Mr. Greco, 56, joined Zurich only in March after he was poached from Italian rival Assicurazioni Generali S.p.A. to help boost Zurich's struggling general insurance business and deliver a strategy for beyond the current year.

The first fruits of that strategy came on Friday with changes to structure and personnel that will see general insurance head Kristof Terryn take on the new role of chief operating officer.

Global life CEO Gary Shaughnessy will become Zurich's CEO for Europe, Middle East and Africa. Chief Operations and Technology Officer Robert Dickie will leave the company.

Mr. Greco said his aim was to simplify "the famously complicated structure of Zurich Insurance" and to remove internal barriers at Europe's fifth-biggest insurer which at times had meant different parts of the group competed with each other.
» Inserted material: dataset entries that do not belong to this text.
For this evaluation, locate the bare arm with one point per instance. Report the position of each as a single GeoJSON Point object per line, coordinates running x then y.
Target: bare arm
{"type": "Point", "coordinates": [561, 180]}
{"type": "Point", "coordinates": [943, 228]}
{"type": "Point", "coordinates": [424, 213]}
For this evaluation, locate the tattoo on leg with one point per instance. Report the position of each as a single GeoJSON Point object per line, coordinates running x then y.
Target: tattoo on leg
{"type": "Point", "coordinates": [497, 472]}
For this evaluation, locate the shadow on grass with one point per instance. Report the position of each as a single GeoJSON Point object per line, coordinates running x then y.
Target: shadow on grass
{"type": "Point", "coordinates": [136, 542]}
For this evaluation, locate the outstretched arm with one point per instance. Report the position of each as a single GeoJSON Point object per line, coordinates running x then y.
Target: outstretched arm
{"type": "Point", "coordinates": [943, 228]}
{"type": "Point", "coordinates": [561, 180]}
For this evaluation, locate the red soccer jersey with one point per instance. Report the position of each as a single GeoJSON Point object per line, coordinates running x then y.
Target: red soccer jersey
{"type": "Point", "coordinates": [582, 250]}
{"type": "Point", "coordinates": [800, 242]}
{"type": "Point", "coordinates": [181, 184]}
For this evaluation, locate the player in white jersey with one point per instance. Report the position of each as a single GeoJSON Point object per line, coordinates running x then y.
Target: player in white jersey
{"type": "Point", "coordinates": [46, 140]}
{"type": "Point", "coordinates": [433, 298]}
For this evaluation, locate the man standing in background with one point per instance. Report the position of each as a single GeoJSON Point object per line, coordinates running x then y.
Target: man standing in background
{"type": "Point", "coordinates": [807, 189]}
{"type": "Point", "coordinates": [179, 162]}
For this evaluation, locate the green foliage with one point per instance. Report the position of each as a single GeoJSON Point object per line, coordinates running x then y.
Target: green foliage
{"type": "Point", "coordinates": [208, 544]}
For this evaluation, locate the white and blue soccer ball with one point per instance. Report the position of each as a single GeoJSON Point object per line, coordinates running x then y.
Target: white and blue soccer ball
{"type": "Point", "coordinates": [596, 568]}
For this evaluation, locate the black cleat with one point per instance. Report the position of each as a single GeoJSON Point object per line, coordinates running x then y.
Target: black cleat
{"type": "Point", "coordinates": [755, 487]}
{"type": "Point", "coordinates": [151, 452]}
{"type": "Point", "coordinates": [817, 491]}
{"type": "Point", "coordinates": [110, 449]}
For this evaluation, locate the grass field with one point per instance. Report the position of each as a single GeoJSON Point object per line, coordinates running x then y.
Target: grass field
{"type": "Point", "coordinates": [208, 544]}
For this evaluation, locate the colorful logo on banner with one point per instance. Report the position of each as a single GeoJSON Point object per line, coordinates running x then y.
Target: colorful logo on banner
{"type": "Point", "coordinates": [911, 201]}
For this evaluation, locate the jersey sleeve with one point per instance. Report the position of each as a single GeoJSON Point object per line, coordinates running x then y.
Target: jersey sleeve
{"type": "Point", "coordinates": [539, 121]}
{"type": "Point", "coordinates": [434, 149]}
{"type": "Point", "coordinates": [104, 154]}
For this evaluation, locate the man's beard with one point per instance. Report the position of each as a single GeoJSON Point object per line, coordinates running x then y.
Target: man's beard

"With this organizational structure we would be in a much better position to respond to what's going in the market, in the industry, and to respond to the needs of the customer," Mr. Greco said in a call with reporters about the new structure.

In the new COO role, Mr. Terryn will focus on operations and technology as well as underwriting, claims, reinsurance, actuarial and pricing.
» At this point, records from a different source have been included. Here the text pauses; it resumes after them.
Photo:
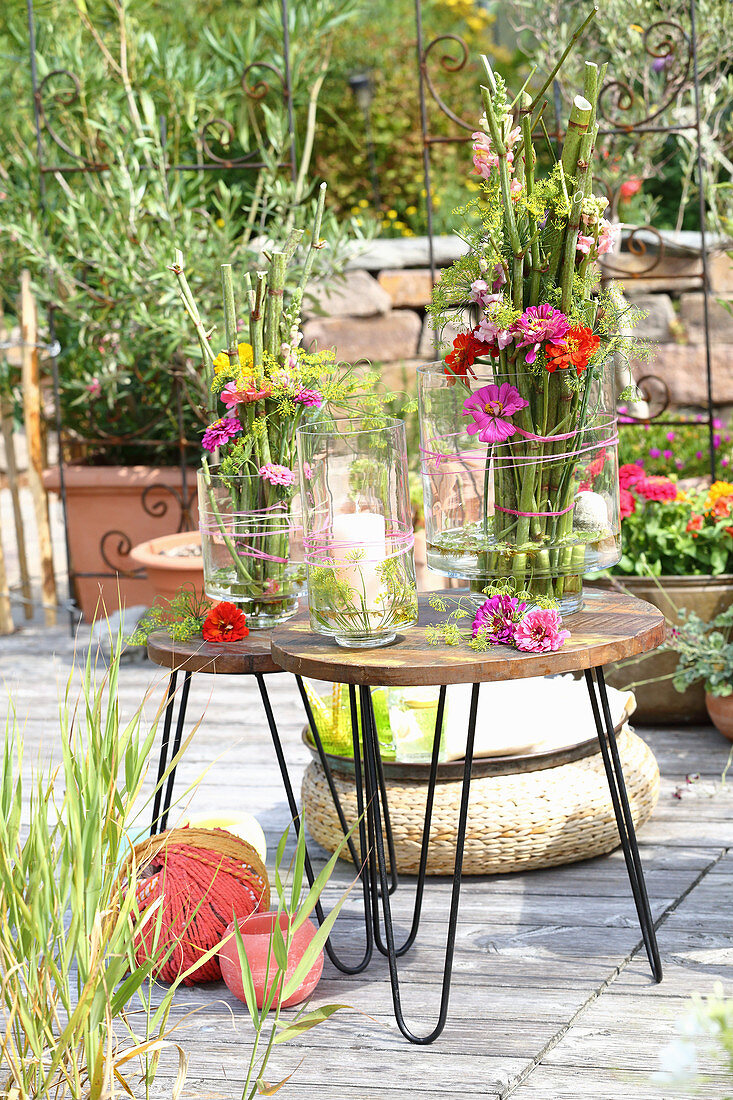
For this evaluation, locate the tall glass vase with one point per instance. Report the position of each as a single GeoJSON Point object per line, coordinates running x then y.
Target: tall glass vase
{"type": "Point", "coordinates": [252, 547]}
{"type": "Point", "coordinates": [358, 530]}
{"type": "Point", "coordinates": [537, 508]}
Mr. Greco said the new structure would support Zurich's previously announced cost-cutting program but that this was not his main motivation.

Zurich, which returned to profit in the first three months of 2016, is in the middle of a $1 billion-plus cost-savings drive and has said that around 8,000 jobs would be affected by the end of 2018. Zurich has around 55,000 employees.

Mr. Greco said the new structure would lead to further redundancies but that it was too early to quantify these.

"Today's announcement of an improved organizational structure leaving the inflexible matrix organization behind makes absolutely sense," Vontobel analyst Stefan Schuermann, who has a "hold" rating on the stock, wrote in a note.

"Helped by such action, we expect Zurich to overachieve on its cost savings targets."

In the first quarter, Zurich's global life business generated operating profit of $317 million on business volume of $7.4 billion. Overall group operating profit was $1.1 billion on business volume of $17.6 billion.

Shares in Zurich were down 0.8% percent at 225.7 Swiss francs ($231.19) at 0910 GMT, a smaller drop than the 2.3% fall in the European insurance sector index.